Proud and resolutely private, she refused to see anyone or allow visitors, determined that no one should witness her in such a state. As her nephew, Prince Tomislav of Yugoslavia, whom she affectionately nicknamed Tommy, described — she even turned him away when he visited the Côte d’Azur — "she possessed a kind of fatal pride, unwavering to the point of self-destruction, a pride found only in the most refined, determined noble souls".

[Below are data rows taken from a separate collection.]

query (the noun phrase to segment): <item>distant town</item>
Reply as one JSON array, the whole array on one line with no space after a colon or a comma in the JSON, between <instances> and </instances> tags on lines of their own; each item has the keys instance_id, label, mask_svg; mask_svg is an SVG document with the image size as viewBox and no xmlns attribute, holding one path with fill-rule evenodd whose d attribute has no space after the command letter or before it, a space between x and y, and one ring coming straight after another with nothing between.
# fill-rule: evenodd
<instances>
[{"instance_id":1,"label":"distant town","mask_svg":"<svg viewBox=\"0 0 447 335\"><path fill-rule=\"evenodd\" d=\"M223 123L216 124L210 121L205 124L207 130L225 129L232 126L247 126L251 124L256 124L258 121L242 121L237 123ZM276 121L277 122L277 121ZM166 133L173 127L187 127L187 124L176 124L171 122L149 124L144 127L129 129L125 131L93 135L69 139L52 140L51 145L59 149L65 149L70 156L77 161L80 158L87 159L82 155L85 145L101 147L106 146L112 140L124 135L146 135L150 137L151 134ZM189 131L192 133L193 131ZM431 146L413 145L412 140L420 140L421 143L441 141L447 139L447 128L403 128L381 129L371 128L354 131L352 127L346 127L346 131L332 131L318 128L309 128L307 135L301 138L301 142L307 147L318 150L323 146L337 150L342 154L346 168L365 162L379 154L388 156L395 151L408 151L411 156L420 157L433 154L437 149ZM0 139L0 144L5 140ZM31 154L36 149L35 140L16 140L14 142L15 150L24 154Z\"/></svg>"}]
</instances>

Throughout her life, she seemed haunted by the words of her brother, Prince George, who, during her time in Russia, described her difficult and courageous struggle for survival with the remark: “Misfortune, my Helen, cannot simply be cast off like an old garment.” He also often said that she carried within her both “good fortune and misfortune,” which followed her throughout her life.
According to contemporaries, she closely resembled her mother, Princess Zorka, both in physical appearance and in character. She was generally considered to have taken more after the Petrović-Njegoš family than her paternal Karađorđević dynasty. During her life in exile, she avoided all social contact, shunning both friends and strangers alike, fleeing everything that reminded her of the normal life she believed was no longer hers to live. She fled not only from sorrow, but from joy as well.
After leaving Belgrade in 1921, she returned to her homeland only once—to attend the reading of her father's will in 1922. She chose not to be present at King Alexander's wedding in 1922, the birth of King Peter II and Prince Paul's wedding in 1923, the funeral of her brother following the assassination in Marseille in 1934, nor the burial of her uncle Prince Arsen in 1938, with whom she had shared years of life in Russia and to whom she had been closest.
She did not attend any of her children's weddings — neither her son Vsevolod's, nor her daughter Ekaterina's. The only, and last, grand ceremony she ever attended was the baptism of Alexander, Crown Prince of Yugoslavia, the son of her nephew King Peter II, in London in 1945.
After leaving Russia, she never remarried and never desired a permanent home, choosing instead to live exclusively in rented accommodations, firmly believing she would not settle anywhere without her late husband, Prince John, by her side.